Drought Contingency Plan moves forward with GRIC interests covered
Gila River Indian News
Threatened by a 19-year drought, Arizona along with six other states were given the task to develop a plan to conserve more water that comes from the Colorado River by Jan 31.
Arizona uses water from the Colorado River, which also comes from Lake Mead, where nearly 40 percent of Arizona’s water comes from. If water levels in Lake Mead drop to critically low levels, that would mean Arizona could lose up to 17 percent of its water allocation, which is an equivalent of a year’s worth of water for one million households.
Since July 2018, stakeholders from across Arizona have been working together to develop the Drought Contingency Plan (DCP) which will help to better conserve and reduce Arizona’s water usage and on Jan. 31 a bill was signed by Arizona Governor Doug Ducey, approving Arizona’s Drought Contingency Plan just hours before the midnight deadline, which made for a historic legislation.
“The Drought Contingency Plan is the most significant water legislation passed in nearly 40 years - and it was done by putting party labels aside and putting Arizona first,” said Gov. Ducey.

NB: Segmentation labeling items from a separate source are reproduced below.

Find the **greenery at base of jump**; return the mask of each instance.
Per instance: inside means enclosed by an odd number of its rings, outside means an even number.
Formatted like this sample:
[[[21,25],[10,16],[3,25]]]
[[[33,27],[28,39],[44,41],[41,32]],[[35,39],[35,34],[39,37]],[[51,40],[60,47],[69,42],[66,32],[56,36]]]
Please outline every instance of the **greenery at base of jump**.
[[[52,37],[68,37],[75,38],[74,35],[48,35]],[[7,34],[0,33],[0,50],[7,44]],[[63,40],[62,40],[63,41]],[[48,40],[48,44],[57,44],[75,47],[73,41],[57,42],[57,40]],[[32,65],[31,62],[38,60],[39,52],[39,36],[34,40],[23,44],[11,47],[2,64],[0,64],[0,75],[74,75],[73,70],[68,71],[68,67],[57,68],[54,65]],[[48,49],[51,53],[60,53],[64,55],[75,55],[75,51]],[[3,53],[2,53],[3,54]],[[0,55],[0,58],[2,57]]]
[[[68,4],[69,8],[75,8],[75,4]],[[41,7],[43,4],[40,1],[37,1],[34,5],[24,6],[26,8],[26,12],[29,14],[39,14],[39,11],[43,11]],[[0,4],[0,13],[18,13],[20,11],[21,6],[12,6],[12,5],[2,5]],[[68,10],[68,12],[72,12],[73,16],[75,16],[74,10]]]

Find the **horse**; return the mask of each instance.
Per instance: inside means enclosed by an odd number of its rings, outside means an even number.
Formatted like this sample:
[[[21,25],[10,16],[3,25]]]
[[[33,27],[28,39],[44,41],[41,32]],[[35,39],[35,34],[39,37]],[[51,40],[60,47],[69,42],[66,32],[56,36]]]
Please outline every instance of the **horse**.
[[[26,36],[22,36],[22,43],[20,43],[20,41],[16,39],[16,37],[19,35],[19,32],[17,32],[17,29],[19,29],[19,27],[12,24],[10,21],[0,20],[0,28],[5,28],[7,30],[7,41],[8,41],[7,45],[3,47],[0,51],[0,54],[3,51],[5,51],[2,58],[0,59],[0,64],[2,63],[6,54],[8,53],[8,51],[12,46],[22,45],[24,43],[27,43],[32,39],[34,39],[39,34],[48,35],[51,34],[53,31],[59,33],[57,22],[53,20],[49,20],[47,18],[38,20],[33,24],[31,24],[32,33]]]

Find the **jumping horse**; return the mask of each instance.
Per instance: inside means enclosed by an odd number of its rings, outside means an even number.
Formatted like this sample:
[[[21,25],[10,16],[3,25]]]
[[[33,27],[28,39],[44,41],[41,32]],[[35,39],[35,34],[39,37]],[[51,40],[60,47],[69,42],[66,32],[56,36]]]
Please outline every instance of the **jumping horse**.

GRIC Governor Stephen R. Lewis also signed a water deal that helped allow the DCP to move forward. The water deal will supply water to the Central Arizona Groundwater Replenishment District (CAGRD) that will help developers in Arizona continue to build into the future.
“What’s important about the passage of the DCP, is that the Community interests are covered. It’s about stability for water supplies for the future, for Arizona but also for the Community and our water settlement is protected in the process. That was probably the most significant aspects as it applies to our Community that was just signed into law,” said Gov. Lewis.